Metallica and Dr Dre are the biggest opponents of the biggest revolution to hit the music industry since home taping. They feel that their 'art is being treated like a commodity' and that Napster is a organisation out to make a profit from piracy. The problem is that the artists own the copyright in their songs, in most cases, these rights are infringed by using Napster which is ILLEGAL. Napster claims to get around this by providing a copyright violators reporting system and a disclaimer that using to breach rights is illegal. So then the user is in 'the wrong', so Metallica and Dre were confronted with having to take legal action against their own fans, this has yet to come to anything.
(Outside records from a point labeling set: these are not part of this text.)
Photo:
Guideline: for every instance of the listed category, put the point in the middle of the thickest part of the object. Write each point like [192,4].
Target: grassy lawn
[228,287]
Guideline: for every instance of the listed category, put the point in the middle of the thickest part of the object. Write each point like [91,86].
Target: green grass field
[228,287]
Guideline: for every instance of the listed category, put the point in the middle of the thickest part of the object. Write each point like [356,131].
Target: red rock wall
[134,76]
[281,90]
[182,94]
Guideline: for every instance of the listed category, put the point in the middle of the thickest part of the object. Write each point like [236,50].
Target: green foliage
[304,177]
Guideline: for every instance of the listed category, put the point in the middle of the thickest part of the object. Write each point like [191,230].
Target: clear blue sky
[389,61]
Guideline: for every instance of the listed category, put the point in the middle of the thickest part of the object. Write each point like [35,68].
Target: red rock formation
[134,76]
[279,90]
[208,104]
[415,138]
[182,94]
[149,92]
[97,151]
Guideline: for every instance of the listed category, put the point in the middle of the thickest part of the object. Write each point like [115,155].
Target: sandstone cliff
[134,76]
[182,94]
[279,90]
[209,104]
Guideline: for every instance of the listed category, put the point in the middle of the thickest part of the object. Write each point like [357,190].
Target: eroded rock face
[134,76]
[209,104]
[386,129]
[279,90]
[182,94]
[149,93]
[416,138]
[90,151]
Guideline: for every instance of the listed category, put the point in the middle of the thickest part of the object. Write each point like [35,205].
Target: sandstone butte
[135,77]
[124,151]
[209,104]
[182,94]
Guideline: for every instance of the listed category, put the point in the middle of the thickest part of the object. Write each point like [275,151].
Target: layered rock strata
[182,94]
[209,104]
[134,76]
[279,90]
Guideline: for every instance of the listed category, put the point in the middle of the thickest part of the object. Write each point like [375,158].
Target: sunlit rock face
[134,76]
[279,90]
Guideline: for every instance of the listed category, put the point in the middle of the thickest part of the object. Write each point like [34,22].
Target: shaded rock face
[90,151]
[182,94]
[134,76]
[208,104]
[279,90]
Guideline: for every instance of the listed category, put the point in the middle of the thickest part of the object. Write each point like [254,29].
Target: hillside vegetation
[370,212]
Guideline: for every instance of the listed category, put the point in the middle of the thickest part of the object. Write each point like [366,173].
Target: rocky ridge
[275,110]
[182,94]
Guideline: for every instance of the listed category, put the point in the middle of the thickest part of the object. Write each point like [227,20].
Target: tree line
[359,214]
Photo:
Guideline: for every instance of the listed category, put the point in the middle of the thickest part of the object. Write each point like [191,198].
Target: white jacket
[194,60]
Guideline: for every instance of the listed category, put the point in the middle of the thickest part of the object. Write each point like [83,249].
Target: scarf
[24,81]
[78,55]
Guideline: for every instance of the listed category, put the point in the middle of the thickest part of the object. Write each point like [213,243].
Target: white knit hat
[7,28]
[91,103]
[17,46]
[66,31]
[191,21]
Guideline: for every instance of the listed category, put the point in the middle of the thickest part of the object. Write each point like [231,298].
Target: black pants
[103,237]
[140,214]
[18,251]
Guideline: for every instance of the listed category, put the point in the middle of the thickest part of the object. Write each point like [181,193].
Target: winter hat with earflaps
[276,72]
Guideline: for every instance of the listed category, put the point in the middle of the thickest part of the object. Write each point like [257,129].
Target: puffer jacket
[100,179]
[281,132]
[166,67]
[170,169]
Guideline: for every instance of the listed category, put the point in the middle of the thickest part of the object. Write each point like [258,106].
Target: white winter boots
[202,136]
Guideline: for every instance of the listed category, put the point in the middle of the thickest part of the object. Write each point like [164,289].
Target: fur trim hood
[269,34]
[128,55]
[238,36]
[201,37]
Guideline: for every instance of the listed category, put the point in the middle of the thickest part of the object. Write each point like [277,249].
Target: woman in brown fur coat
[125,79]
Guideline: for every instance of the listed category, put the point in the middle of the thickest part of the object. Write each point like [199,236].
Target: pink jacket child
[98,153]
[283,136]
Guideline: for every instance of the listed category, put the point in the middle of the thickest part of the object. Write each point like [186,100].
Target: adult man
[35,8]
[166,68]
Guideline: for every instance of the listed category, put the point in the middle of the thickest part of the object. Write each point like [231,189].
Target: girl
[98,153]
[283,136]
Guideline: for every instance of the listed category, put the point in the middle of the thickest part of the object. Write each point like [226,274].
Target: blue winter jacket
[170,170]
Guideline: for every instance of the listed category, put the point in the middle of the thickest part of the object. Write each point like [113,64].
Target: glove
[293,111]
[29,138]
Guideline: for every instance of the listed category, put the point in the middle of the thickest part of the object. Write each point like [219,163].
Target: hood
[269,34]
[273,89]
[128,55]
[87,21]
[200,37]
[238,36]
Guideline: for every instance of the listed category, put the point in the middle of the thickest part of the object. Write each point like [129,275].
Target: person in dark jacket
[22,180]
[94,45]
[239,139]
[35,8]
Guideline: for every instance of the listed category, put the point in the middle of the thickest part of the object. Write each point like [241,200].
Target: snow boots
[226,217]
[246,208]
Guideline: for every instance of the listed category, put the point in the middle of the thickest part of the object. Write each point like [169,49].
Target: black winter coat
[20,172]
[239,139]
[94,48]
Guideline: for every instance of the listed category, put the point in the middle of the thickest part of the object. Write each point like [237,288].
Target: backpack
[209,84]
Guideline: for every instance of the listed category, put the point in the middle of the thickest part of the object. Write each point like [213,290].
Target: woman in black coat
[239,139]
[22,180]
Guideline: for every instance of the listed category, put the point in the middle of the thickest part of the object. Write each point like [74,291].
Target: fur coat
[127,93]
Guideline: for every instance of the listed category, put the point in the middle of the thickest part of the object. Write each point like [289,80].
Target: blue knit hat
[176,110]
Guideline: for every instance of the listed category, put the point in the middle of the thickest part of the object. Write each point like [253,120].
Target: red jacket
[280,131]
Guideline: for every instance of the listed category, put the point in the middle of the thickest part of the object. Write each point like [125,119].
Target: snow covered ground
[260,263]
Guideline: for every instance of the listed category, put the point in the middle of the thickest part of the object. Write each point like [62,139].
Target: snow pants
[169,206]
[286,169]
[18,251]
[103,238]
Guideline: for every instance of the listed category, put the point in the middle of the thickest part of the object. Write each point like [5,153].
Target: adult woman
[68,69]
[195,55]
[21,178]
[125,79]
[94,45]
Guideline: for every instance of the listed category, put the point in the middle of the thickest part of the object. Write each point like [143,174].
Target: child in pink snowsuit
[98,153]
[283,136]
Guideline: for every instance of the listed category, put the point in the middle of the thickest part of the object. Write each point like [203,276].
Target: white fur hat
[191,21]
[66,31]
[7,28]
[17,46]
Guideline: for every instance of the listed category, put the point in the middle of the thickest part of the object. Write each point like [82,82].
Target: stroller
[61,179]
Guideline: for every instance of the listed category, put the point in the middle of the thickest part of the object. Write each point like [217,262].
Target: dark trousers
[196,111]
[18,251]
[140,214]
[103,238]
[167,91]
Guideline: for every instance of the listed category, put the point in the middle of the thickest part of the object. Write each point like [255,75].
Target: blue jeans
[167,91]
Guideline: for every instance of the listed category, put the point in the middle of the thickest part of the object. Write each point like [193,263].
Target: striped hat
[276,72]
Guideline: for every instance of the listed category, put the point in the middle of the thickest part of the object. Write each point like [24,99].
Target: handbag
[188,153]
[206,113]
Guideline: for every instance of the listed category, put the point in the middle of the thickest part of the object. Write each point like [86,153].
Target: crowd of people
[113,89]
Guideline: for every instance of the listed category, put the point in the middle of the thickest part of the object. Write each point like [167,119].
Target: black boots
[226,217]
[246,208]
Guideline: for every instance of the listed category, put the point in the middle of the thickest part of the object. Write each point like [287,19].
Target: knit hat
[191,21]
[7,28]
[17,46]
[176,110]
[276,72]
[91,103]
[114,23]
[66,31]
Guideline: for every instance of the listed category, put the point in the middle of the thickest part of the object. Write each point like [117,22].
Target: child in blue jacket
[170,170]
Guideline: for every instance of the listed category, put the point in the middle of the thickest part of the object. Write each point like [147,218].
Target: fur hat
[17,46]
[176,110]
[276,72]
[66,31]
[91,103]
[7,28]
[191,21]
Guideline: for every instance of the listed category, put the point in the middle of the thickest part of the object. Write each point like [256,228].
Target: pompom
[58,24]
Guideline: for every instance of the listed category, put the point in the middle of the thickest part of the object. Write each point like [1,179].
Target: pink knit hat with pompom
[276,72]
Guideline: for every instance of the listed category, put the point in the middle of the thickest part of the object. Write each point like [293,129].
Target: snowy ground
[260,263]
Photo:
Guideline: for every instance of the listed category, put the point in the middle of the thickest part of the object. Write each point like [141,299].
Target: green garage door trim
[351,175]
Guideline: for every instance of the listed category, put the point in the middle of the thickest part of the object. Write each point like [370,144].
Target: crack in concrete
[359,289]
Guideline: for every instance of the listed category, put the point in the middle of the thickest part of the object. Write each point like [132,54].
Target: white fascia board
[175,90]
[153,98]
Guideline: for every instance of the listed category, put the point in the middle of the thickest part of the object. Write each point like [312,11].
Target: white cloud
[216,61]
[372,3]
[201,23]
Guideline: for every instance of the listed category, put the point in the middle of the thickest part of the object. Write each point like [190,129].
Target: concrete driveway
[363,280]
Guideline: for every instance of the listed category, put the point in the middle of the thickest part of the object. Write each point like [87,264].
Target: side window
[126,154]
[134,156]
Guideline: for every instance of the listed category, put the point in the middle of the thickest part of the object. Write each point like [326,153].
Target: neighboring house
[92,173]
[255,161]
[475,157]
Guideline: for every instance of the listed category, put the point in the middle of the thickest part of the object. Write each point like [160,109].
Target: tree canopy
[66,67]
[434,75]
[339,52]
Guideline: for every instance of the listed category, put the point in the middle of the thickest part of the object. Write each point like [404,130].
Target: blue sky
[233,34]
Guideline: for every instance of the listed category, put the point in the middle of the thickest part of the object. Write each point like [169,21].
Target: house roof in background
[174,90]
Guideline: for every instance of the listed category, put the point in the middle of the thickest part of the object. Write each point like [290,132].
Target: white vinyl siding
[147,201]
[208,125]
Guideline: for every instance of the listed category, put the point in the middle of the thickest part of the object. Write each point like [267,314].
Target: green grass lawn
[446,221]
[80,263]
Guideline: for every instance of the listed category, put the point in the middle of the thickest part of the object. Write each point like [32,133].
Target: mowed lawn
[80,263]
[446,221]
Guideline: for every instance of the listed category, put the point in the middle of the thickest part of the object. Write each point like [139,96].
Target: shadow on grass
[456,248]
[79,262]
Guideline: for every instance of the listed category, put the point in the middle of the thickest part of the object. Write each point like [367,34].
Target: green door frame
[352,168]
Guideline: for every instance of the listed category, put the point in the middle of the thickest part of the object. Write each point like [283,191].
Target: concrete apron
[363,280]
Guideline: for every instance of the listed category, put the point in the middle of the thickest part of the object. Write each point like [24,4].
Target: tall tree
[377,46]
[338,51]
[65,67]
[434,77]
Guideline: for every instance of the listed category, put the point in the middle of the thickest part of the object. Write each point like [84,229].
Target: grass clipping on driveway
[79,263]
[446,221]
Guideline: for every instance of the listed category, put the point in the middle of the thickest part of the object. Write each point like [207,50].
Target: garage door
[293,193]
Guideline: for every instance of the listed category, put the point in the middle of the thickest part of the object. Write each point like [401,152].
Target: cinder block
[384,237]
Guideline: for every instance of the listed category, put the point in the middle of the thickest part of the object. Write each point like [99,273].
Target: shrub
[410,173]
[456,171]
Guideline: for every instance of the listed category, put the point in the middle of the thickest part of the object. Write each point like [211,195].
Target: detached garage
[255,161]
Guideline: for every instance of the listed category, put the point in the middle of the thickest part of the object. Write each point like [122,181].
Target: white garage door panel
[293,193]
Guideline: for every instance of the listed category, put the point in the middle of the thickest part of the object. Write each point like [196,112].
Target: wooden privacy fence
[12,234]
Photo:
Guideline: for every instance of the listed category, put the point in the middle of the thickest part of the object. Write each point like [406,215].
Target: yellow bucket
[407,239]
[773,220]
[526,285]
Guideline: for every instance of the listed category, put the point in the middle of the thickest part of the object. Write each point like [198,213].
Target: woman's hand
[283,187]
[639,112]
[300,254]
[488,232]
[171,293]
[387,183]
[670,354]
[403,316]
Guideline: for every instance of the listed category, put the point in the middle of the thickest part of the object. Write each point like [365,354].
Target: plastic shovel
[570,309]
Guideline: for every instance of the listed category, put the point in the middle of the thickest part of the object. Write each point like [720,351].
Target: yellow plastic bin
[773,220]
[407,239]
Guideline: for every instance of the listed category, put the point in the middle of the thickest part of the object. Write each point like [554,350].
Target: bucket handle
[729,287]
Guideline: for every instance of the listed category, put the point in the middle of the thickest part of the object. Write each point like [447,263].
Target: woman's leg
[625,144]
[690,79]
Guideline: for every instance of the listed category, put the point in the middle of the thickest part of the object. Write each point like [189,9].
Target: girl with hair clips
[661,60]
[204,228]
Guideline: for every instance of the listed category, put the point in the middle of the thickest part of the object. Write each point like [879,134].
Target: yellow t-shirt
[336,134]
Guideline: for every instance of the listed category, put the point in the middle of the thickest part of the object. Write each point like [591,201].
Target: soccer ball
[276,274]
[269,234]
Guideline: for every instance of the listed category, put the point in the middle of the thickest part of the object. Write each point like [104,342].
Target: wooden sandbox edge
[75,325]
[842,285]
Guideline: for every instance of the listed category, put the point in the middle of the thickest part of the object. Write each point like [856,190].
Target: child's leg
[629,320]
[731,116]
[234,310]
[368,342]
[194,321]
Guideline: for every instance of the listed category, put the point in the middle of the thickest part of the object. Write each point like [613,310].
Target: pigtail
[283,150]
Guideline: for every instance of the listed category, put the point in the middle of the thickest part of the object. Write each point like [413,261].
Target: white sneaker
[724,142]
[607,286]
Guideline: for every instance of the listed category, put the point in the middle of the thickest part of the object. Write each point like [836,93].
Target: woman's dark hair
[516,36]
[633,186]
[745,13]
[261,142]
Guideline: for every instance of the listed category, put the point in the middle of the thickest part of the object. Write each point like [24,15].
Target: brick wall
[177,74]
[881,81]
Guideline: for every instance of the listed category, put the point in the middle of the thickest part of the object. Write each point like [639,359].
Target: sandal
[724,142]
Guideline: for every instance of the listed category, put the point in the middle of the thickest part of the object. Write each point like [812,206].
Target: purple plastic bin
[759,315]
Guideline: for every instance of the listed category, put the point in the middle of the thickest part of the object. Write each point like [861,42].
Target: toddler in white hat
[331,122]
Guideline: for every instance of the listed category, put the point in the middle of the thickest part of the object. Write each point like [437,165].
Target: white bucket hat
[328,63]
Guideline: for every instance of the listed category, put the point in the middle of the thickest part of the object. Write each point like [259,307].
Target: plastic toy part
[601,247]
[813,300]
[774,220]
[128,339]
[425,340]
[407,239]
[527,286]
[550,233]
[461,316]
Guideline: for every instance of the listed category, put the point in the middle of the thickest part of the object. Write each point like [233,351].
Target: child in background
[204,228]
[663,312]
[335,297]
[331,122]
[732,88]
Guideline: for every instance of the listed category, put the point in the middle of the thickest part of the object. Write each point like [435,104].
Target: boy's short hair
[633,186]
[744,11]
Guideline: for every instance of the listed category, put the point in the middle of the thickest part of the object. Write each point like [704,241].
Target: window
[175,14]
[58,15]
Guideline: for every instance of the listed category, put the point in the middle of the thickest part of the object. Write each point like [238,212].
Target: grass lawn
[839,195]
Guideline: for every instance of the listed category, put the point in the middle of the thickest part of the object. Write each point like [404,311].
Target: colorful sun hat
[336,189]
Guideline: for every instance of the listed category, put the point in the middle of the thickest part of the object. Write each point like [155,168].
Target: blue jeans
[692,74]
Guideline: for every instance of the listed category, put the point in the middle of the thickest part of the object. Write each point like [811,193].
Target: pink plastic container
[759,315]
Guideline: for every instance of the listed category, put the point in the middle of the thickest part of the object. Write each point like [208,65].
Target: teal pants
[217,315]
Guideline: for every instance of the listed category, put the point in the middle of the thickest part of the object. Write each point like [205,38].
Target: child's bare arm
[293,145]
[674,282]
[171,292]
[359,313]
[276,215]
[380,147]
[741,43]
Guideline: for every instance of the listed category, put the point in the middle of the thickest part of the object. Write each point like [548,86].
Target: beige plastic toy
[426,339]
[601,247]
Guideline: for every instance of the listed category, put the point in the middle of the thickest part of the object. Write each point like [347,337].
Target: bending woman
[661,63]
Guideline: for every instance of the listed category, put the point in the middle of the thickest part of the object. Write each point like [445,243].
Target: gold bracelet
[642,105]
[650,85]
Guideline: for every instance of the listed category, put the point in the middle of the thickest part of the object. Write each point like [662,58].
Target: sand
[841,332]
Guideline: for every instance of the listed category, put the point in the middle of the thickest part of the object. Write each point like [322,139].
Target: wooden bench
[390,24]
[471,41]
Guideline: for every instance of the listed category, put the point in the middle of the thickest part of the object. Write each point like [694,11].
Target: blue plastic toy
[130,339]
While we have the record companies and some bands opposed, others are rabidly in favour as they see it as a way to spread their music amongst the masses, and don't see it as something that will harm their sales. As Dexter Holland of the band The Offspring says 'Last year we were the most downloaded band on the Internet and geee, it certainly didn't hurt our record sales', The Offspring had a No.1 US album and a No.1 UK single. Other Napster enthusiasts include Radiohead, Limp Bizkit, Chuck D, Belle and Sebastian and Blur.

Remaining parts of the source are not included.